I agree with Kay Holmes’ concerns about users’ expectations of privacy from the Spotify algorithm and potentially negative impact from public perception of Spotify knowing “too much” about one of its users. Spotify’s ad campaign last year featured billboards with machine learning insights, revealing the most-listened to songs of the year. Additionally, Spotify created a personalized “musical year in review” for each user based on their listening habits. Revealing to consumers the extent of the data a company collects about them can be risky business. Users may see the data as “creepy” rather than insightful. Indeed, there was considerable backlash when Netflix released similar tweets about holiday movie watching — while users may subconsciously know that all of their behavior is being tracked and captured into internal data, they don’t necessarily like being reminded of this or have a feeling of being “judged” for what content they are consuming. Our content consumption (whether it be music or TV shows) is a window into our inner feelings, almost a diary of sorts. In this way, Spotify must be very careful about its personalization being useful but being cognizant that users don’t like the feeling of giving up privacy.
Streaming licensed non-exclusive music content is a very low margin business, similar to TV / movie rental on-demand on iTunes or Amazon. Therefore, we would expect that the Spotify’s sole source of profit and competitive advantage in this market would be from its personalization algorithm and convenient UI. This is shaky and unclear how much users are really willing to pay for this — customers may prefer a similar service with all the same music content with a less advanced UI, for a lower price. It’s unclear that Spotify’s current business model is sustainable.
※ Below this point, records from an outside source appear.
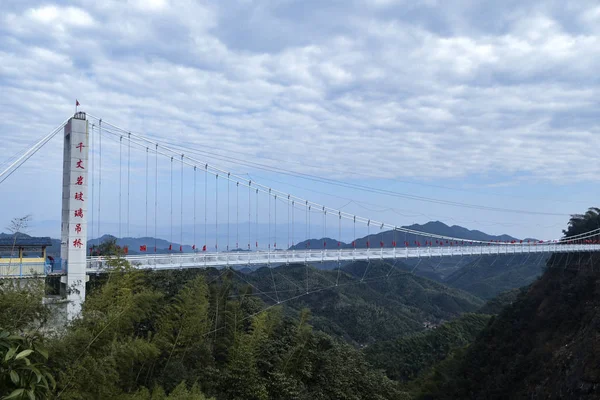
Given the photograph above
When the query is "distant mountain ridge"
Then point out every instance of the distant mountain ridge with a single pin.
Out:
(387, 237)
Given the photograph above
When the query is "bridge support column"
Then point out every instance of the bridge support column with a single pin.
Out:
(74, 211)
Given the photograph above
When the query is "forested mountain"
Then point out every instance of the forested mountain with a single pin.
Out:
(389, 236)
(543, 345)
(384, 305)
(364, 331)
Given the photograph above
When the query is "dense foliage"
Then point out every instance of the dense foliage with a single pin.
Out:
(207, 336)
(406, 357)
(582, 223)
(543, 345)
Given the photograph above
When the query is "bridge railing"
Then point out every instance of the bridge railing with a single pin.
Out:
(196, 260)
(23, 269)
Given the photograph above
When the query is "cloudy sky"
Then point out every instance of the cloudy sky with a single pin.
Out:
(486, 103)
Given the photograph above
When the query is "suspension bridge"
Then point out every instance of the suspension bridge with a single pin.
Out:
(232, 221)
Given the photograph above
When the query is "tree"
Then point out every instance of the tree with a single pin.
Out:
(581, 223)
(23, 370)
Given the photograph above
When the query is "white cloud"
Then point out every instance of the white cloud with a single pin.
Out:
(426, 103)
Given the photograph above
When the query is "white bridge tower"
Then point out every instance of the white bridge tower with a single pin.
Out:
(74, 211)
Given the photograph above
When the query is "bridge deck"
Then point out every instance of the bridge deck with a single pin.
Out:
(199, 260)
(255, 258)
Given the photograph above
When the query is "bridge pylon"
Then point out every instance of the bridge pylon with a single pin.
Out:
(75, 202)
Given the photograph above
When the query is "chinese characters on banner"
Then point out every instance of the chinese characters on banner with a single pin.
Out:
(78, 195)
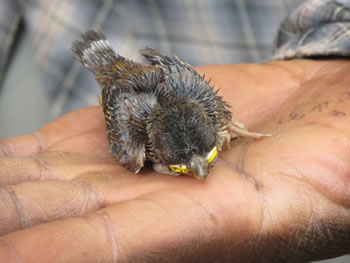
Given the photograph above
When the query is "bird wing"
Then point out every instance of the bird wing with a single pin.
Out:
(129, 91)
(126, 114)
(183, 80)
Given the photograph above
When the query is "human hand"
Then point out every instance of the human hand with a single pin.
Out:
(282, 199)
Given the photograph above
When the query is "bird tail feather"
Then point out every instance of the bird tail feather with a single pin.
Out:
(94, 51)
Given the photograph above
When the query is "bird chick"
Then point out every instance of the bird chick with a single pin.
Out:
(164, 111)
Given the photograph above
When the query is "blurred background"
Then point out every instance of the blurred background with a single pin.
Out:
(40, 80)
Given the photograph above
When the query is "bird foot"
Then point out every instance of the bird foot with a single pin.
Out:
(240, 129)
As others have pointed out, its profits are slim and there isn’t much of a theoretical case to be made for margin expansion. A better strategy would be for Spotify to create its own original content, perhaps by signing mega hit artists like Taylor Swift or Drake to have their music only available on Spotify. This was similar to Beyonce’s strategy with Tidal, though it’s unclear if she was better off for this or not, since the lack of radio play or other distribution likely dampened the potential media buzz and word of mouth.